Logistic regression

Originally Contributed by: François Pacaud

This tutorial shows how to solve a logistic regression problem with JuMP. Logistic regression is a well known method in machine learning, useful when we want to classify binary variables with the help of a given set of features. To this goal, we find the optimal combination of features maximizing the (log)-likelihood onto a training set. From a modern optimization glance, the resulting problem is convex and differentiable. On a modern optimization glance, it is even conic representable.

Formulating the logistic regression problem

Suppose we have a set of training data-point $i = 1, \cdots, n$, where for each $i$ we have a vector of features $x_i \in \mathbb{R}^p$ and a categorical observation $y_i \in \{-1, 1\}$.

The log-likelihood is given by

\[l(\theta) = \sum_{i=1}^n \log(\dfrac{1}{1 + \exp(-y_i \theta^\top x_i)})\]

and the optimal $\theta$ minimizes the logistic loss function:

\[\min_{\theta}\; \sum_{i=1}^n \log(1 + \exp(-y_i \theta^\top x_i)).\]

Most of the time, instead of solving directly the previous optimization problem, we prefer to add a regularization term:

\[\min_{\theta}\; \sum_{i=1}^n \log(1 + \exp(-y_i \theta^\top x_i)) + \lambda \| \theta \|\]

with $\lambda \in \mathbb{R}_+$ a penalty and $\|.\|$ a norm function.
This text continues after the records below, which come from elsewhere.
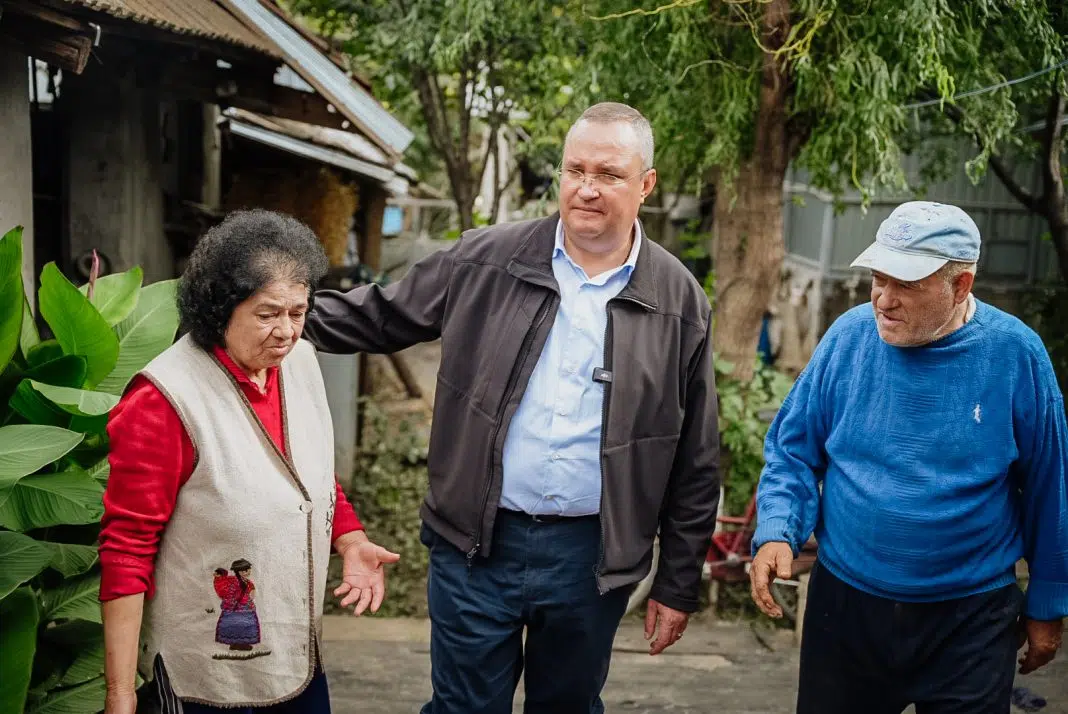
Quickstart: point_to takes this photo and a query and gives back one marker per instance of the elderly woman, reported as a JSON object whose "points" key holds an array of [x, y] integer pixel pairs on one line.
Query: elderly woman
{"points": [[222, 504]]}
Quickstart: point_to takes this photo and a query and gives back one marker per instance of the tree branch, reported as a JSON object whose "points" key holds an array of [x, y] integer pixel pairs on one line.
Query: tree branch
{"points": [[995, 163], [1052, 180]]}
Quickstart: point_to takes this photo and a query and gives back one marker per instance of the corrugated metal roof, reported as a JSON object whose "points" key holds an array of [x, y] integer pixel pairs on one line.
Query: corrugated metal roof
{"points": [[202, 18], [355, 102]]}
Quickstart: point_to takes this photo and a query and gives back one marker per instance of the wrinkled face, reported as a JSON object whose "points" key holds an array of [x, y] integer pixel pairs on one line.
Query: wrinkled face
{"points": [[913, 314], [602, 184], [267, 326]]}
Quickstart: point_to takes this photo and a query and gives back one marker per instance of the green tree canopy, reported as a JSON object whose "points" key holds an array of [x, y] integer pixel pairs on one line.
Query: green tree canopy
{"points": [[739, 90], [466, 69]]}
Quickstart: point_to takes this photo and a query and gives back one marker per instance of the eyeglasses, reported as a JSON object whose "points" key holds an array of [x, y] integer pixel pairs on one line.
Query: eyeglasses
{"points": [[597, 180]]}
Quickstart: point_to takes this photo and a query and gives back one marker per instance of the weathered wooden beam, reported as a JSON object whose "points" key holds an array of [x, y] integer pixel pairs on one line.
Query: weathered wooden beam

By adding such a regularization term, we avoid overfitting on the training set and usually achieve a greater score in cross-validation.

Reformulation as a conic optimization problem

By introducing auxiliary variables $t_1, \cdots, t_n$ and $r$, the optimization problem is equivalent to

\[\begin{aligned} \min_{t, r, \theta} \;& \sum_{i=1}^n t_i + \lambda r \\ \text{subject to } & \quad t_i \geq \log(1 + \exp(- y_i \theta^\top x_i)) \\ & \quad r \geq \|\theta\| \end{aligned}\]

Now, the trick is to reformulate the constraints $t_i \geq \log(1 + \exp(- y_i \theta^\top x_i))$ with the help of the exponential cone

\[K_{exp} = \{ (x, y, z) \in \mathbb{R}^3 : \; y \exp(x / y) \leq z \} .\]

Indeed, by passing to the exponential, we see that for all $i=1, \cdots, n$, the constraint $t_i \geq \log(1 + \exp(- y_i \theta^\top x_i))$ is equivalent to

\[\exp(-t_i) + \exp(u_i - t_i) \leq 1\]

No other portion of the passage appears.